In June 2006, she commenced infliximab infusion (5 mg/kg), and 6 weeks after her third infusion she developed a painful pustular eruption on the palms and soles (Fig. 1). Histology showed an intradermal pustule, a mild perivascular lymphocytic infiltrate but no true vasculitis, and there was no psorasiform feature (Fig. 2). Since there were no other clinical or histological features of a flare of Behçet's, no family history of psoriasis, and no features of a bacterial infection, ruling out pustular bacterid, a diagnosis of infliximab-induced palmoplantar pustulosis (PPP) was made. Her PPP responded to hand and foot superficial radiotherapy (5 grays in 5 fractions). This is one of the effective ways of treating refractory PPP (11), having failed very potent topical steroid and topical PUVA alone and combined with acitretin, which are the main therapeutic modalities for PPP. Consequently, in October 2006, she started on twice-weekly subcutaneous injections of 25 mg etanercept. Following this, she had no further relapse of her Behçet's syndrome. However, her PPP recurred, and this has gradually improved following patient self-titration of the etanercept dose. Currently she is asympothomatic on etanercept (10 mg) every 10 days.

Fig. 1

The acute eruption of painful pustules on the palms and soles.

Fig. 2

Histological examination showing an intradermal pustule and a mild perivascular lymphocytic infiltrate, with no true vasculitis or psorasiform features (H&E stain).

Discussion

Our case has supported the previous literature, which has shown adverse skin manifestations secondary to TNF-α inhibitors. Various adverse reactions involving the skin, such as a rash, pruritus, urticaria, dry skin, fungal dermatitis, onychomycosis, eczema, and bullous eruptions have frequently been described in patients with rheumatoid arthritis or Crohn's disease treated with infliximab (12).

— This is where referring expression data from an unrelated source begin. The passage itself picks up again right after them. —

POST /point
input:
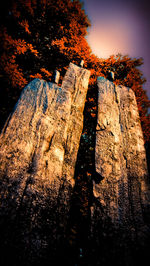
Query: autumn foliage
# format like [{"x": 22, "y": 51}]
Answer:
[{"x": 40, "y": 36}]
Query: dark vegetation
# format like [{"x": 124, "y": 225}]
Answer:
[{"x": 38, "y": 37}]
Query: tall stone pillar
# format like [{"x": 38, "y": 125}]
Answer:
[
  {"x": 38, "y": 150},
  {"x": 121, "y": 195}
]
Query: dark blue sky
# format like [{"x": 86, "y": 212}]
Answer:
[{"x": 120, "y": 27}]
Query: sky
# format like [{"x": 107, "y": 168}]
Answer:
[{"x": 119, "y": 26}]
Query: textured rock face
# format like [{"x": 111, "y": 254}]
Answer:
[
  {"x": 122, "y": 191},
  {"x": 38, "y": 150}
]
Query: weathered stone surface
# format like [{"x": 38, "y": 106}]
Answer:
[
  {"x": 38, "y": 150},
  {"x": 122, "y": 193}
]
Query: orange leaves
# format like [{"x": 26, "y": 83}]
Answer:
[
  {"x": 30, "y": 47},
  {"x": 46, "y": 73},
  {"x": 15, "y": 74},
  {"x": 25, "y": 25}
]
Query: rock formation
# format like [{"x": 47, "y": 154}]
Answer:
[
  {"x": 121, "y": 193},
  {"x": 38, "y": 150}
]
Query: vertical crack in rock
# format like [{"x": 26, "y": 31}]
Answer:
[
  {"x": 120, "y": 159},
  {"x": 37, "y": 161}
]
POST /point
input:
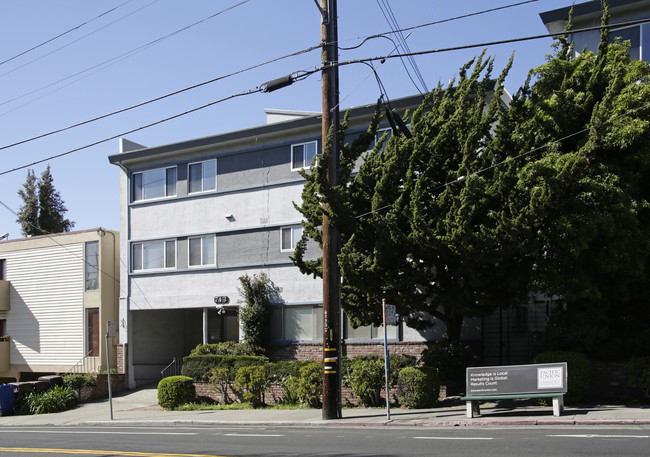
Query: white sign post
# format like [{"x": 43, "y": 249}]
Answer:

One hundred and twenty patients have been reported to develop pustular lesions during treatment with TNF-α inhibitors (13). Psoriasis (except palmo plantar pustular type) was the most common adverse effect during anti-TNF-α treatment (n=73), followed by palmoplantar pustular psoriasis (n=37) and psoriasis of the nail (n=6), sometimes combined in the same patient. PPP and psoriasiform exanthema were diagnosed in 10 patients. It has been suggested that PPP in this context should be regarded as an adverse outcome of anti-TNF-α treatment (14). It has already been hypothesized that there is polymorphism of the TNF-α gene in patients with Behçet's syndrome (15). These polymorphisms may account for our patient's response to low-dose etanercept, but at higher doses her PPP is induced. However, our experience is limited due to lack of relevant literature.